En zo zonder foto’s, zonder schilderijen worden mijn verhalen voorgezet, als of ze weerspiegelen de leegte in mijn hoofd, de vermoeidheid die optreed, met het ouder worden, het gevoel van laat maar zitten en gelijk veer ik op, schrik wakker, dat is niet wat ik wil? Ik ga terug naar mijn geboorteland, ga zoeken naar twee graven, ga zoeken naar huizen, sommige zijn niet de mijne, maar van vrienden of verre familie of zo maar bekende, als je daar toch bent?

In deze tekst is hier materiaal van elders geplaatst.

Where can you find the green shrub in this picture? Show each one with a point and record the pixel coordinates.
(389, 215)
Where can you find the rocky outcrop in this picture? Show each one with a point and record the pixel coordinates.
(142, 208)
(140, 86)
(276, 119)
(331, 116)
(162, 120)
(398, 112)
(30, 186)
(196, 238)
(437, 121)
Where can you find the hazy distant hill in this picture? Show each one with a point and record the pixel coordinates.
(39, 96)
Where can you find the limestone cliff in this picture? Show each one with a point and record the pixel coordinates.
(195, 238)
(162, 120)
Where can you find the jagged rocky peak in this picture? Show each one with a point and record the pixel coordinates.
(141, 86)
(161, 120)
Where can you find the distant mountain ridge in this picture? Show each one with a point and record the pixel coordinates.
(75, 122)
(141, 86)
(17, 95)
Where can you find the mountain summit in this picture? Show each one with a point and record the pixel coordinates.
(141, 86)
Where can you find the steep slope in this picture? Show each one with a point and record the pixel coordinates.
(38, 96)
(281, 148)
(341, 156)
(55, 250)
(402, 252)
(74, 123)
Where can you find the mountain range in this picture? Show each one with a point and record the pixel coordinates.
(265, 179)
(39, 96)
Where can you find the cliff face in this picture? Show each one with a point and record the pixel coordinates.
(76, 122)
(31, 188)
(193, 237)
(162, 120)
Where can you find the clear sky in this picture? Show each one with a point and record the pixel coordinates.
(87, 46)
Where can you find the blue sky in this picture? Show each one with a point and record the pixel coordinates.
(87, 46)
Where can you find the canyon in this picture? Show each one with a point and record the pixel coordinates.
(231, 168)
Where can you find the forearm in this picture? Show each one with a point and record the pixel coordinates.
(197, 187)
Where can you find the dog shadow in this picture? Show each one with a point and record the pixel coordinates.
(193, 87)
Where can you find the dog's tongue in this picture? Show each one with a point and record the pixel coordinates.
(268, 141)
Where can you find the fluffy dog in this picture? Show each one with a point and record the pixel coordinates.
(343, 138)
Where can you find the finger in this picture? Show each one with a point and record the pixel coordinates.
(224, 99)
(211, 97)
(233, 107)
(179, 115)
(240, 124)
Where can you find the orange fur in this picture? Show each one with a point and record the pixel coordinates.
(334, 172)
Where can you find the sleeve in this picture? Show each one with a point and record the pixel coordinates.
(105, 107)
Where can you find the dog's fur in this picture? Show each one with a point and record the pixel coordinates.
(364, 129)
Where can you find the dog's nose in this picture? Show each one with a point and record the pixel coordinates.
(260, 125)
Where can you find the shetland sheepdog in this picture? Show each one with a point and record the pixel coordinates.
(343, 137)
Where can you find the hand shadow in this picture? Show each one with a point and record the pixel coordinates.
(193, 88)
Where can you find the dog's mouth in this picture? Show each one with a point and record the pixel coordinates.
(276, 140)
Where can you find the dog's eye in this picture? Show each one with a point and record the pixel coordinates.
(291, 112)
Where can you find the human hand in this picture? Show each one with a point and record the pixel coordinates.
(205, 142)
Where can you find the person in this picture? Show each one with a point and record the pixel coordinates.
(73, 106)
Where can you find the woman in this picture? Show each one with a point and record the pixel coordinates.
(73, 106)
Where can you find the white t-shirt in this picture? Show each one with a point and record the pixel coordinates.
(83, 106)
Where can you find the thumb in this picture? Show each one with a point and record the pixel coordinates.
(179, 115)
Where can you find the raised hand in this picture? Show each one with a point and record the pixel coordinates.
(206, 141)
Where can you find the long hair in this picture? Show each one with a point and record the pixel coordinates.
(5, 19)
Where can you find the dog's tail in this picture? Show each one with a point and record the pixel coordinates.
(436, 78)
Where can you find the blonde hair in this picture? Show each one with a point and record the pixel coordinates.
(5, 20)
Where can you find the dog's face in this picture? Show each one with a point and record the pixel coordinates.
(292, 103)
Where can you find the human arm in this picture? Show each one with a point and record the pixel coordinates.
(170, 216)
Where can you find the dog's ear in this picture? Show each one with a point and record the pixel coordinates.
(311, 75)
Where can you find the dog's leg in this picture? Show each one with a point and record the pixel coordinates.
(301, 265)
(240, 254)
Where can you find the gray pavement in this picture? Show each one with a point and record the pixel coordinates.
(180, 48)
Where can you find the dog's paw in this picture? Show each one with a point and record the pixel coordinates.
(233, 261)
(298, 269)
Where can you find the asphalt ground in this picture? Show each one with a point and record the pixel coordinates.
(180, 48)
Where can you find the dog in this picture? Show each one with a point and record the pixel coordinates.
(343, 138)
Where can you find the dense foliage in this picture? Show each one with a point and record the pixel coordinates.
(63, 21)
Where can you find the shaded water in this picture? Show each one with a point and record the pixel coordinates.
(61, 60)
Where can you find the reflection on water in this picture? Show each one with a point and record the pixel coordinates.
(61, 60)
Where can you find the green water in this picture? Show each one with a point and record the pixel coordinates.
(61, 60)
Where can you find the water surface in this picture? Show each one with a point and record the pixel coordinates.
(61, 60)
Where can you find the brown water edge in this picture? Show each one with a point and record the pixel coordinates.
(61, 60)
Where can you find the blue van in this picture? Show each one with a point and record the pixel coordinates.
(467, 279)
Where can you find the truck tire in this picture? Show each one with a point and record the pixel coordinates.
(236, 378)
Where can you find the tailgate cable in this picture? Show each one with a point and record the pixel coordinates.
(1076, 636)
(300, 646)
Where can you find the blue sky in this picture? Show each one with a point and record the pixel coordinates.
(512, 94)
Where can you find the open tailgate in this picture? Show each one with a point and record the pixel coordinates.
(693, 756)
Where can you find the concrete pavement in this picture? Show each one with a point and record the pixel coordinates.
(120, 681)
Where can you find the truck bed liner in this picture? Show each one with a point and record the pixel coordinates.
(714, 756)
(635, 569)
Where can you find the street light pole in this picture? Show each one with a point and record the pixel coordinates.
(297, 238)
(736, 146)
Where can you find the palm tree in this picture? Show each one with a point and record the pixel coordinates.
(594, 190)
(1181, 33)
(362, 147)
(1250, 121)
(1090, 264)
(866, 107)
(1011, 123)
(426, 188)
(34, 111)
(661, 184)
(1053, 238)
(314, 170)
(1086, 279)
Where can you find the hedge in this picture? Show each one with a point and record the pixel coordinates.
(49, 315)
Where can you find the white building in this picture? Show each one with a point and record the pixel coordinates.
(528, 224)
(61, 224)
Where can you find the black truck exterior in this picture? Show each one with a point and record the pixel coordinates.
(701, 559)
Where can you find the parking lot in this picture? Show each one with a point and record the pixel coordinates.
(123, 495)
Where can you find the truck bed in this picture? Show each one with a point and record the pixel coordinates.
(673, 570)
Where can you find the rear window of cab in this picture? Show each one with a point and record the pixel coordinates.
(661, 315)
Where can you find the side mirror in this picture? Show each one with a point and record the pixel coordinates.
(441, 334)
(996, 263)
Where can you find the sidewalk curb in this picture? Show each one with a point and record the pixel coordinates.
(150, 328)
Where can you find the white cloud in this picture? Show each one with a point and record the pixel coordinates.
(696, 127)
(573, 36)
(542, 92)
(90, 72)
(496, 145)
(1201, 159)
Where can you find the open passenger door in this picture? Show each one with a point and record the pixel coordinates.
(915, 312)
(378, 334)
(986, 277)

Zo maak ik een lijst waarop ik hoop niets te vergeten, van wat ik allemaal moet gaan doen, of wil zien, wil zoeken of zeker niet? Die reis naar Bali heb ik maar door gestreept, Lombok ook, terwijl het hoog in het vaandel stond, de zoektocht heeft voorrang, het zoeken naar twee spelden in een hooiberg, terwijl een al moeilijk is?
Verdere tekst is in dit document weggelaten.